Friday, September 2, 2016

The Love Song of Miss Queenie Hennessy


Rachel Joyce, the author, said that The Love Song of Miss Queenie Hennessy isn't a sequel - or a prequel to The Unlikely Pilgrimage of Harold Fry. She said, "What I have written is a book that sits alongside Harold Fry. They really should come that way - her in the passenger seat, him in the driver's seat. Side by side."

Reading thru the reviews on goodreads.com, I noticed that some people read Love Song first and then went on to read Harold Fry second. Some had read Harold Fry first, but after reading Love Song, went back to read Harold Fry again because they couldn't remember enough of the details. While I think that either book can work as a standalone, I'm glad that I read The Unlikely Pilgrimage of Harold Fry first... and The Love Song of Miss Queenie Hennessy several years later. It worked fine that way for me.

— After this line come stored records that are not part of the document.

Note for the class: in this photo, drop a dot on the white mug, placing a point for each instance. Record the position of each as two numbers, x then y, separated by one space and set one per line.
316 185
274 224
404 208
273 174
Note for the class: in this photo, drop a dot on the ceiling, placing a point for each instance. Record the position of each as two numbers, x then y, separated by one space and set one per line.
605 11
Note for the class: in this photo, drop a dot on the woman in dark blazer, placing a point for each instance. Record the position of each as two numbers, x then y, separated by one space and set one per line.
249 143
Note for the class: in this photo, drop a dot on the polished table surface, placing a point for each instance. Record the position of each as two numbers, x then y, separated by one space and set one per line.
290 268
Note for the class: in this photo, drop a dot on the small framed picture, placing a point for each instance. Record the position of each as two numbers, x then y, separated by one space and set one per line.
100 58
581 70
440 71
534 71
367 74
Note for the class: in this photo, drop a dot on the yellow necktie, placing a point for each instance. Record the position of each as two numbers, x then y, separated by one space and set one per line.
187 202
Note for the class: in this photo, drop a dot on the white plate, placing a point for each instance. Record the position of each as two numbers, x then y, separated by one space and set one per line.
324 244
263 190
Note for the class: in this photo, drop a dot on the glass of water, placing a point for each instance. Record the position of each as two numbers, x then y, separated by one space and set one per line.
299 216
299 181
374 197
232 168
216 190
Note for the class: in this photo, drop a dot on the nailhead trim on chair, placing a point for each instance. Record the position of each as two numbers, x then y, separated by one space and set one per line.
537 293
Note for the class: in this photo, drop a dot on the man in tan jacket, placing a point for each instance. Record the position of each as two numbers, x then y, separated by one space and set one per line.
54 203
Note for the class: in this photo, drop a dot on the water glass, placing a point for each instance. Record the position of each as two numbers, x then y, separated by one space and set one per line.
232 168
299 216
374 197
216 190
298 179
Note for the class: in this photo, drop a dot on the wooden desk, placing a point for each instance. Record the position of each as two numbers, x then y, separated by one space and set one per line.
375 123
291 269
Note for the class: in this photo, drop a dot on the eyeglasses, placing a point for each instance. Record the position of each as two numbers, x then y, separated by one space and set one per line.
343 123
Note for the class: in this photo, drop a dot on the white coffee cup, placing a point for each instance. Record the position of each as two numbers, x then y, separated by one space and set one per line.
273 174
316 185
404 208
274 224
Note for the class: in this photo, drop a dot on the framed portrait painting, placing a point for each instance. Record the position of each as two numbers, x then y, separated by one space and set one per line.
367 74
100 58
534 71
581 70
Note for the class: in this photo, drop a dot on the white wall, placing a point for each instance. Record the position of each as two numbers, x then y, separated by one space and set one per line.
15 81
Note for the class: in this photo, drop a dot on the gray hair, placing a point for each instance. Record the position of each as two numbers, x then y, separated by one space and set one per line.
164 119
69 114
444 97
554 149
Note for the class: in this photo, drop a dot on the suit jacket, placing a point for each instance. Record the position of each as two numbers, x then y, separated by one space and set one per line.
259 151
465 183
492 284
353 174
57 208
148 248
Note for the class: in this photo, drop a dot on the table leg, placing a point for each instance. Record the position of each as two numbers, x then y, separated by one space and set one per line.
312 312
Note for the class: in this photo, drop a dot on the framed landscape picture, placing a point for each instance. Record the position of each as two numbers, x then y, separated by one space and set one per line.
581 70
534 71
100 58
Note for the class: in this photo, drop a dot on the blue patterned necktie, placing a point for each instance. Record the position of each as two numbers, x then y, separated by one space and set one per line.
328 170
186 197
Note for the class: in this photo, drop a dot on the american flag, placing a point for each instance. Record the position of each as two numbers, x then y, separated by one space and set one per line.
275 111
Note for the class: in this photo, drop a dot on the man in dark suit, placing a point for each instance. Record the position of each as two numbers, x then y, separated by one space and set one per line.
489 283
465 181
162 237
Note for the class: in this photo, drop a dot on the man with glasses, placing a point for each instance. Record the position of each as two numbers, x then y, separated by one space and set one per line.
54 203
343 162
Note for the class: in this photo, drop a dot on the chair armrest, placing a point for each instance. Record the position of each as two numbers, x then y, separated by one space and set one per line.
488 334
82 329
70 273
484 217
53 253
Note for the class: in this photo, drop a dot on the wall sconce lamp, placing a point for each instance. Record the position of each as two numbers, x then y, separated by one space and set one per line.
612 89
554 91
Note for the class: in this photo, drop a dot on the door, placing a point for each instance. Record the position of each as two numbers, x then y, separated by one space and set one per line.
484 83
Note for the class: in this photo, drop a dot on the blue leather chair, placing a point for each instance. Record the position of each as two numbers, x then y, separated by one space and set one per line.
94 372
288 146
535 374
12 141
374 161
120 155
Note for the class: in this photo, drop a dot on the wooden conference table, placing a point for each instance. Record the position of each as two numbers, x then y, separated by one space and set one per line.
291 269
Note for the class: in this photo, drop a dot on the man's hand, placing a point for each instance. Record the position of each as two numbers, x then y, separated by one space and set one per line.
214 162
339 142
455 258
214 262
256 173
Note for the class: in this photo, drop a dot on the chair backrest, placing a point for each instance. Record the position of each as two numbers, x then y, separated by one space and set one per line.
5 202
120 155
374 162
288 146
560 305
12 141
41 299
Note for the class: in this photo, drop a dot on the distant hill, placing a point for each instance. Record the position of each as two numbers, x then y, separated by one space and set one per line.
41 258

I read The Unlikely Pilgrimage of Harold Fry in November 2013. Books and Beer Club reads inspirational books to be discussed each November and we basically selected this title because it had "pilgrim" in the title. November - Thanksgiving - Pilgrims. Get it?

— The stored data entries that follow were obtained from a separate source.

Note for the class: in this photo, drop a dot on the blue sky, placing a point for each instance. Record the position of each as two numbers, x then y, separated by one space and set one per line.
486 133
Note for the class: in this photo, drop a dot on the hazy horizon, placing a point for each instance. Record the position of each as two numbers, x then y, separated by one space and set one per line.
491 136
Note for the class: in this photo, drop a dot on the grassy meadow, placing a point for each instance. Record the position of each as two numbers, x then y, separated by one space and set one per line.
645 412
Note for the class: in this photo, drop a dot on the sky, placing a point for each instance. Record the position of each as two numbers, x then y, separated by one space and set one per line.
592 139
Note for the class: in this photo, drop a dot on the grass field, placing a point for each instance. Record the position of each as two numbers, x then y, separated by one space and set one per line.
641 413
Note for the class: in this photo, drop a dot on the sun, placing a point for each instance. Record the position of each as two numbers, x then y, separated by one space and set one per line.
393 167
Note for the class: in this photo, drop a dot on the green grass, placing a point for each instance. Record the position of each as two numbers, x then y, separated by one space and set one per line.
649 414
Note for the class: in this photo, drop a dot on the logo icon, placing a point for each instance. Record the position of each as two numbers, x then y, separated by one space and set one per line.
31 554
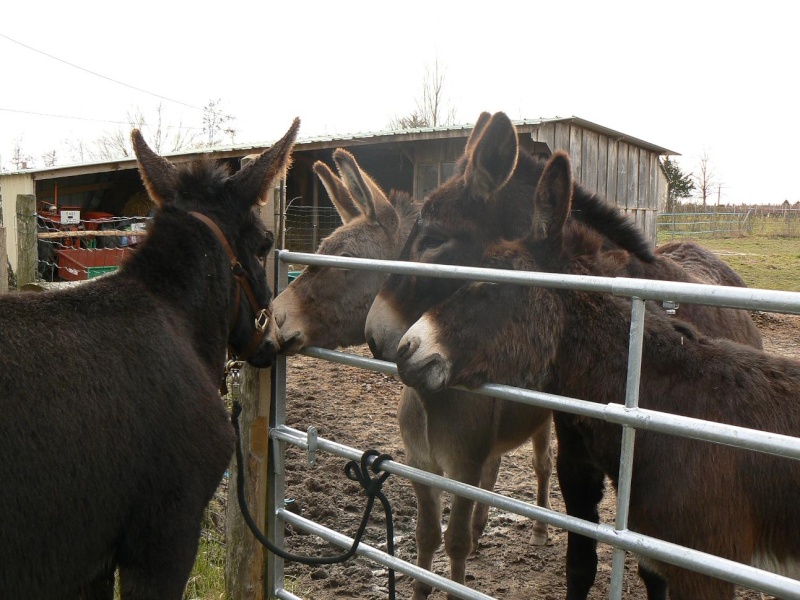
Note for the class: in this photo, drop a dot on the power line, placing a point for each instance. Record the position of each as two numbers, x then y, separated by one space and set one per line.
133 87
38 114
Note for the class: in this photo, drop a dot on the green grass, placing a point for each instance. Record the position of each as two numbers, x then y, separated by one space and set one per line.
771 263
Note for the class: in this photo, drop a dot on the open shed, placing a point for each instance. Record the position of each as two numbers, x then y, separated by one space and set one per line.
109 194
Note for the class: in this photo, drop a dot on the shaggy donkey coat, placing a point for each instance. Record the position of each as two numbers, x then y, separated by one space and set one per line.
113 436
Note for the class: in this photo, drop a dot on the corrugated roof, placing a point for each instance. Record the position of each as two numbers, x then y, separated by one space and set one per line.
331 141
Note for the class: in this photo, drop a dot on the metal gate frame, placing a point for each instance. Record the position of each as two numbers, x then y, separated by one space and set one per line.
629 415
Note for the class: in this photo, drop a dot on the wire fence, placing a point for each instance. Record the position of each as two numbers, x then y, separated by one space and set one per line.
769 221
307 226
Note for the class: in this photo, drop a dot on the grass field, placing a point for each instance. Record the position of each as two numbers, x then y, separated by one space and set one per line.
771 263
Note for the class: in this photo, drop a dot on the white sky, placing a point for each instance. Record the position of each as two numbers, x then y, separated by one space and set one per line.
695 77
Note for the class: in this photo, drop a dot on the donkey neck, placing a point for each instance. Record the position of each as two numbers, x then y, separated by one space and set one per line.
184 266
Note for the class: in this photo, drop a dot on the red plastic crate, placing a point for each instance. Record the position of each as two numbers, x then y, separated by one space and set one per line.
76 264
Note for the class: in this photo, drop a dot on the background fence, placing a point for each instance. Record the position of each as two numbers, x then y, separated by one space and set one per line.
307 226
729 222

While Harold Fry was an uplifting book (and inspired me to walk from the south of the US to the north - along roads, though, not along anything as challenging as the Appalachian Trail), The Love Song of Miss Queenie Hennessy had me thinking more introspectively. 

In Harold Fry, Queenie writes Harold a letter, telling him that she is dying. She lets him know where she is. He writes back and tells her "to wait." When Queenie learns that Harold is walking from the south of England, where they had been co-workers, to the north of England, where she is residing in hospice, she starts to think about all the things she feels she needs to tell him. She's been carrying a big secret from Harold for over 20 years. She needs to unburden herself as much as she wants him to know the truth.

Rachel Joyce gives us the chance to become familiar with several of the other patients St. Bernadine's Hospice as well as the nuns who take care of them. At times, they provide some much needed comic relief. At other times, it gives us a chance to discover how others can achieve peace at the end of their lives. While my familiarity with hospice is quite different from where Queenie finds herself living out her final days, the characters did remind me of some of the patients living in the nursing home where my father spend his nearly final days. You get the sense that for many of these folks, their final days are their best days yet.

The novel is complete with happy recollections along with the sad. I started thinking about "love at first sight," about what it means to be ordinary and how important it is to find peace before we die.

I'd highly recommend this book to anyone except for those who might have trouble reading a novel set in hospice.